A word of caution though — You should appoint someone who is a good team player and works closely with development teams. Otherwise, you don’t want to fall prey to the game of egos where everyone starts hating the security expert or the security expert only functions to broadcast his noble knowledge and say “I told you so” when crisis hits. It is important that security is not imposed, but rather engineered in the product.
An evidence of security assurance
Security assurance is like quality assurance. An evidence of security assurance affirms that the security engineering process has been applied. It also helps keep track of the shortfall and helps measure progress in each revision.
An evidence of security assurance will help answer the security related questions from customers. Furthermore, it instills confidence and restores customers’ faith in your software development capabilities. Lastly an evidence of security assurance makes your product competitive in the market against similar products who fail to furnish one.
The following items can be considered as an evidence of security assurance:
- Report of threat assessment and mitigation applied
- Report of security testing
- Report of vulnerabilities fixed
There are lot of ways to approach product security. I do not claim that the above is the best approach. However, I think the above five ingredients can get a product team or a small organisation get started with approaching security.

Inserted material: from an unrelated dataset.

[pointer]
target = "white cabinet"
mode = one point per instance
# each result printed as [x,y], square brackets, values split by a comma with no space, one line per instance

As I said, security is something that should not be “applied” to a product but rather “engineered” within. This means considering security aspects during design, development, testing, and deployment phases. And that’s what a high level security engineering process it and it’s not very difficult. Once you start, the process can be tweaked to suit your needs and perhaps evolved further to achieve compliance towards a well known standard such as ISO 27001, CMMI Security or others.